La tragedia di vent’anni fa, prevista con 72 ore di anticipo, ha riconosciuto il ruolo dei servizi meteoidrografici nella definizione delle procedure di allertamento. Sapere come evolverà il meteo non può certo impedire le alluvioni o le frane. Può però consentire di alleviare i danni, allertando le popolazioni in tempo utile e nei limiti delle possibilità di questo genere di previsioni. In questo il Servizio Geologico regionale è stato l’artefice principale del nuovo approccio per la comprensione dei fenomeni e le conseguenti strategie di contrasto. Ma le direttrici principali dell’azione della Regione in questi anni sono almeno quattro: un supporto scientifico di base per una robusta trattazione teorica dei fenomeni, un approccio multidisciplinare tra materie tradizionalmente non comunicanti, una forte sensibilizzazione degli apparati pubblici chiamati a intervenire e la creazione di una coscienza collettiva di protezione civile nella popolazione e nei mezzi di comunicazione.

Oggi i sistemi di allertamento si basano sulla previsione di un probabile scenario prefigurato di evento per ambiti territoriali significativamente omogenei, nonché dei conseguenti effetti sulla integrità della vita, dei beni, degli insediamenti e dell’ambiente. L’individuazione di valori di soglia costituisce l’indicatore quantitativo dell’insorgenza del rischio. Pensiamo alle frane: oggi possiamo individuare le precipitazioni critiche associate al loro innesco e quindi determinare la curva che divide il campo della stabilità da quello dell’instabilità. Stessa cosa per le esondazioni: possiamo definire la portata “critica” in una prefissata sezione di controllo. L’introduzione del sistema di allertamento, insieme alla crescita della conoscenza e sensibilità degli operatori istituzionali e della popolazione, ha per esempio permesso di raggiungere un importante risultato in termini di riduzione del numero delle vittime per l’alluvione del torinese nel 2000, paragonabile per dimensioni ed effetti all’evento del Tanaro del 1994.

Il Piemonte è stato un precursore. L’organizzazione nazionale ha mutuato dal sistema piemontese le linee di indirizzo e le metodologie per la definizione su tutto il territorio italiano delle zone di allertamento e la messa a punto dei sistemi di valutazione degli effetti al suolo e dei livelli di criticità. In tutto questo L’ICT ha svolto un ruolo fondamentale.

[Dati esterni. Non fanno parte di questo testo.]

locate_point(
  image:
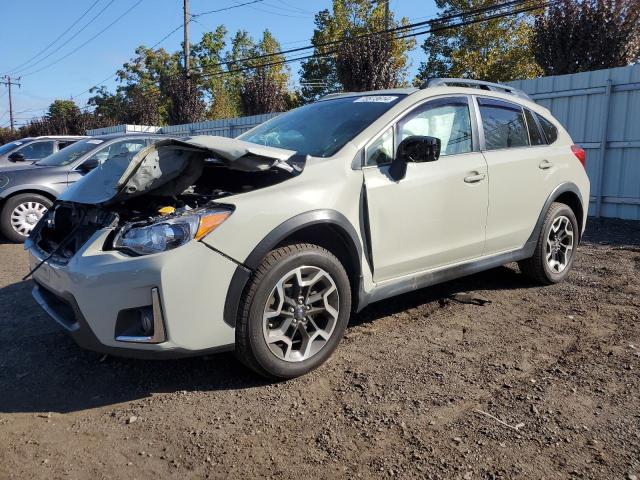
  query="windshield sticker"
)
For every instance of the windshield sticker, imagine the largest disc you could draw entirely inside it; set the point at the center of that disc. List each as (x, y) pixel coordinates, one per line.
(376, 99)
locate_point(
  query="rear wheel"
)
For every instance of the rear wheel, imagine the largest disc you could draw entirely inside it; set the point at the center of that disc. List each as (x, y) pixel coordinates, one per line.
(294, 312)
(555, 251)
(20, 214)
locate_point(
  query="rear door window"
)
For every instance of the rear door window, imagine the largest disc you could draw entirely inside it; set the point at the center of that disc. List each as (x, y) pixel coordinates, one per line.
(37, 150)
(503, 124)
(550, 131)
(535, 135)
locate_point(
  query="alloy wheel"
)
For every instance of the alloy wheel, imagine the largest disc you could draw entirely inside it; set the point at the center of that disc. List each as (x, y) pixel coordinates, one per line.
(301, 313)
(25, 216)
(559, 247)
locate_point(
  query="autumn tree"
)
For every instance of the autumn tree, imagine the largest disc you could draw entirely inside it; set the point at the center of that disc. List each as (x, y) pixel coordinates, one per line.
(366, 63)
(581, 35)
(185, 99)
(263, 87)
(496, 49)
(219, 90)
(344, 35)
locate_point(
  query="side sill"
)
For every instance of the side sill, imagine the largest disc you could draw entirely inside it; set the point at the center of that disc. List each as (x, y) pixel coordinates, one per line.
(420, 280)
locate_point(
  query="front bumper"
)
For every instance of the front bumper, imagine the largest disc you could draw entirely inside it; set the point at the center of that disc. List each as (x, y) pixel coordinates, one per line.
(86, 296)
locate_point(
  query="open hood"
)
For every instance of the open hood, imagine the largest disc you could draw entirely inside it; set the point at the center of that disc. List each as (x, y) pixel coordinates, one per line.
(170, 166)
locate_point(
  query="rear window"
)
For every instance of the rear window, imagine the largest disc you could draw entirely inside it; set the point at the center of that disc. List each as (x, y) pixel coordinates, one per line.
(550, 131)
(503, 124)
(535, 135)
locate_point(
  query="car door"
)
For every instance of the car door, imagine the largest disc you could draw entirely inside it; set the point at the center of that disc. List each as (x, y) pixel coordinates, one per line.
(519, 172)
(436, 214)
(122, 147)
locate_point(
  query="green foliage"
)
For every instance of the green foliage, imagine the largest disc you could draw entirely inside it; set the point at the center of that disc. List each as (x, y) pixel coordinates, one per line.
(63, 110)
(349, 18)
(495, 50)
(582, 35)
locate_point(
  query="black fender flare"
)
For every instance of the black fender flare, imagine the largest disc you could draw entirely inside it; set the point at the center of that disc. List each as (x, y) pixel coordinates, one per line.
(287, 228)
(565, 187)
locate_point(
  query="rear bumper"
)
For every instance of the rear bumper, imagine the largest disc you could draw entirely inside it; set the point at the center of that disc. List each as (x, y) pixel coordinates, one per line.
(87, 295)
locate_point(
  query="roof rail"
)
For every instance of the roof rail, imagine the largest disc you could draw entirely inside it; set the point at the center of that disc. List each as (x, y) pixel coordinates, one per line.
(480, 84)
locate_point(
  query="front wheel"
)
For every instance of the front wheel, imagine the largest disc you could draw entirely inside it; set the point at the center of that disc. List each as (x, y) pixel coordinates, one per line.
(556, 247)
(294, 311)
(20, 214)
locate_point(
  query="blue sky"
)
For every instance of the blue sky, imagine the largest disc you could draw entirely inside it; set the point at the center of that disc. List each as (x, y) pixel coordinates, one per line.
(28, 26)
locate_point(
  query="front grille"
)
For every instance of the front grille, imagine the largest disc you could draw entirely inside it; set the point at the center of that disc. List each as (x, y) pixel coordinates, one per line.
(66, 228)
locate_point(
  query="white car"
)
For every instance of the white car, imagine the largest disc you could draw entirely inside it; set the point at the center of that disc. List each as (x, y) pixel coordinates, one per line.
(268, 243)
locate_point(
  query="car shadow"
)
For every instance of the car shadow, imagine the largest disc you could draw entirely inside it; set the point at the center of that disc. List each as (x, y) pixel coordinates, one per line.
(42, 369)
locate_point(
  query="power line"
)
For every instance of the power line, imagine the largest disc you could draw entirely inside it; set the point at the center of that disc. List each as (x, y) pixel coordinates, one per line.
(69, 39)
(280, 14)
(85, 43)
(193, 16)
(409, 35)
(225, 8)
(57, 38)
(8, 81)
(411, 26)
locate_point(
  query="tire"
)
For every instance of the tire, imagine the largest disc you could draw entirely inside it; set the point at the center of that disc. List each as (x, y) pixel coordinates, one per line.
(548, 266)
(33, 207)
(265, 318)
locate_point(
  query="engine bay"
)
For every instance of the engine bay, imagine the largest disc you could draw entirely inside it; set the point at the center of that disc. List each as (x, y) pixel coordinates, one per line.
(67, 226)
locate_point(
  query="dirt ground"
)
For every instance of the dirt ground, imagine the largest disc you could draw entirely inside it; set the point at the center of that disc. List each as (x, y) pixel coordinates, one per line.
(538, 383)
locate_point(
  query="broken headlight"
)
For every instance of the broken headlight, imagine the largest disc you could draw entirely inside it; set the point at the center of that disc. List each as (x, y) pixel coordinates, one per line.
(167, 234)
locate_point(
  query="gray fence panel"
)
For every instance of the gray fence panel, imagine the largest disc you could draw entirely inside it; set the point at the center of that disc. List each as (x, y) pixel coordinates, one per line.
(601, 112)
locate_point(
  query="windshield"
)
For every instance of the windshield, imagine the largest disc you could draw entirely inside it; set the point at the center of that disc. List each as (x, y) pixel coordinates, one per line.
(321, 129)
(7, 147)
(71, 153)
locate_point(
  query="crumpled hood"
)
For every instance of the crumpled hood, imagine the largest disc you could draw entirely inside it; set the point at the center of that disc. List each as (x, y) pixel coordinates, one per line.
(169, 167)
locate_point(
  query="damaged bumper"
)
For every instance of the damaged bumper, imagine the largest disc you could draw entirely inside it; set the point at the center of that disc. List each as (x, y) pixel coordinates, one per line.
(155, 306)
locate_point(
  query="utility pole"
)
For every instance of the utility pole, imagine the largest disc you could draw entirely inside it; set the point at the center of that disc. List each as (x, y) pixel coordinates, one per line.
(8, 81)
(387, 17)
(186, 38)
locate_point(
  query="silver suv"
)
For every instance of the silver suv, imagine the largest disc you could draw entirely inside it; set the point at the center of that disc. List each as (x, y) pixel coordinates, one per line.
(267, 244)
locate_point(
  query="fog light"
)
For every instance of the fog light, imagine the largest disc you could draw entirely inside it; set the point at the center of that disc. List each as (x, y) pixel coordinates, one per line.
(142, 324)
(146, 321)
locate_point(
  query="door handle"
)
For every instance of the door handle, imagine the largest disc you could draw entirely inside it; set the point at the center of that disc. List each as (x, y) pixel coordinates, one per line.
(477, 177)
(545, 165)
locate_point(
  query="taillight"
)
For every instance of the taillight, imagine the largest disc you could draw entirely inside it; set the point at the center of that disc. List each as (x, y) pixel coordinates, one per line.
(580, 154)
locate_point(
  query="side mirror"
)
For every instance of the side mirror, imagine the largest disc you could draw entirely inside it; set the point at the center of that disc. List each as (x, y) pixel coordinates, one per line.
(419, 149)
(16, 157)
(88, 165)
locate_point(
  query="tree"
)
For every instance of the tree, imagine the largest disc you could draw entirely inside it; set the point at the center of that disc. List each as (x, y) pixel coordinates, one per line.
(141, 85)
(338, 31)
(185, 100)
(263, 87)
(495, 50)
(366, 63)
(582, 35)
(62, 110)
(209, 57)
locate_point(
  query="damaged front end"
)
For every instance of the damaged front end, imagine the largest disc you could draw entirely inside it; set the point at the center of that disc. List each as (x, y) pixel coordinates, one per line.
(165, 196)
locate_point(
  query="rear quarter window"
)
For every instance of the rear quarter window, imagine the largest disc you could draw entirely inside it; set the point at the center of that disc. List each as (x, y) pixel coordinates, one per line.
(503, 124)
(550, 131)
(535, 135)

I primi strumenti sono nati dall’analisi delle carenze evidenziate nel 1994 e si sono sviluppati di pari passo con l’evoluzione delle tecnologie e delle conoscenze sugli eventi che da allora si sono susseguiti: la modellistica previsionale, meteorologica e idrologica nelle varie risoluzioni spazio-temporali, i processi di calcolo per l’assimilazione dei dati e la loro validazione, gli strumenti di gestione e implementazione di banche dati tematiche di particolare capacità e complessità.
Ma quando si parla di tecnologie, il futuro vede all’orizzonte sfide ancora più interessanti. “Il CSI infatti sta ampliando il proprio bagaglio di competenze specialistiche di materia, conducendo per esempio alcune sperimentazioni che hanno visto l’uso di droni per attività di monitoraggio o di acquisizione di dati e rilievo cartografico”, spiega Franco Gola, Direttore Soluzioni Applicative del CSI-Piemonte. “E presto dovremo considerare i social network una parte integrante del sistema, sia come luogo in cui trovare informazioni vitali per la gestione tempestiva delle emergenze che come veicolo per far arrivare velocemente informazioni utili alle popolazioni colpite da un evento calamitoso”.